Yesterday we published an April Fool: Navigating the Data Ecosystem: A Revolutionary Analytics Architecture. The idea of writing a piece about a new architecture that could immediately make the latest cool buzzwords obsolete rounded my mind for a few weeks. However, I was scared of the effort required to write something that would have been fun and, at the same time, barely believable, at the point of raising doubts of seriousness if the reader forgot to check the calendar.

I had a plot ready but not a plan to execute and no resources (time) to invest.

Then, ChatGPT-4 came to the rescue.

My first prompt was:

Write an article about an innovative data analytics architecture that replaces the modern data warehouse. In this architecture, the existing data lake are integrated with data river, data glacier, and data sea. The data sea is the ultimate place where data is stored and retrieved for analytics.

Please note that I didn’t specify the role of data river, glacier, or sea. I took for granted that ChatGPT-4 is trained on data lakes, and in my mind, the only connection was the fish (not easy to find in a glacier, but pretty common in the other places).

The title was not the final one:

Title: The Future of Data Analytics: A Revolutionary Architecture Integrating Data Lakes, Rivers, Glaciers, and Seas

However, and to my surprise, the first answer already contained the correlation that seems obvious only after you read it:

  • Data Lakes: The Familiar Foundation
    ChatGPT training dataset likely includes the data lake concept, and I specified “existing” in my prompt. Not many surprises, but “the familiar foundation” is terrific.
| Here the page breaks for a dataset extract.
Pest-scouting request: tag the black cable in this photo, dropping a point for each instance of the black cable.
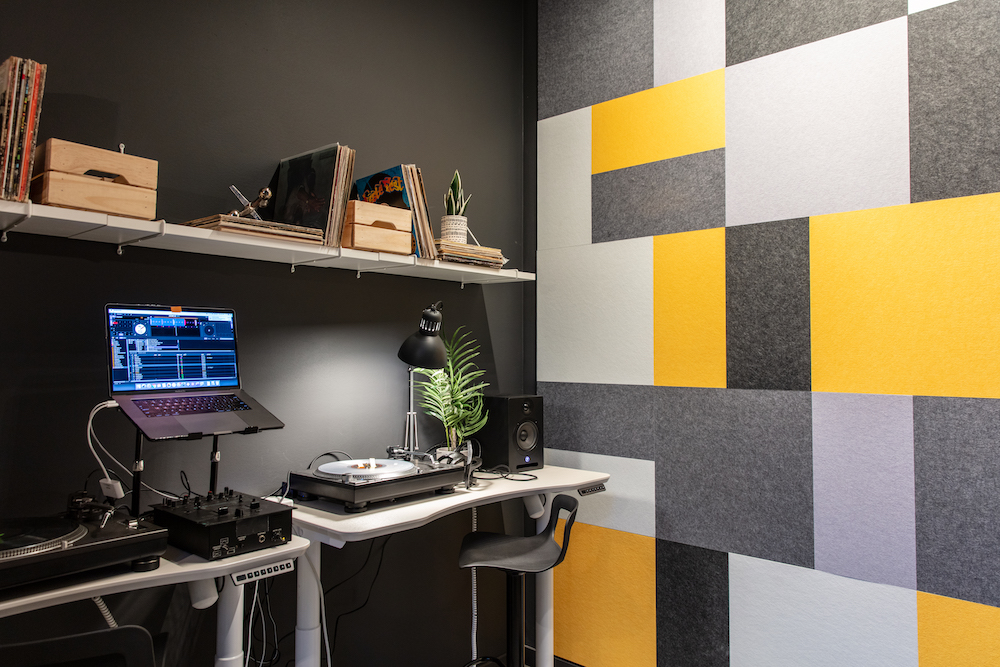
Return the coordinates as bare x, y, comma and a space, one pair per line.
336, 622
You start with a known place. My marketing soul is already smiling.
  • Data Rivers: Fast-Flowing Data Streams
    I only felt dumb not to have thought about this in advance. It’s obvious that a river is the right place for the data streams, right? Indeed, this is where I started to pay attention. ChatGPT made a correlation that makes sense. Now my marketing soul was crying from happiness. How much brainstorming should have been spent to come up with this obvious conclusion?
  • Data Glaciers: Long-Term, Cold Storage
    Another obvious consideration. The glacier is cold and long-term (ignore global warming for a moment, please). But relating this to the storage and creating a perfect matching is another level. This connection was not on my mind when I wrote the prompt.
  • Data Seas: The Ultimate Analytics Hub
    You are hired, whatever you are. It’s so evident that this is the ultimate goal. “enable organizations … derive insights … unlock the full potential ….”. Just write what people want to read. Nobody wants to know about problems (unless they are nerds, which usually implies they have no purchase-decision power).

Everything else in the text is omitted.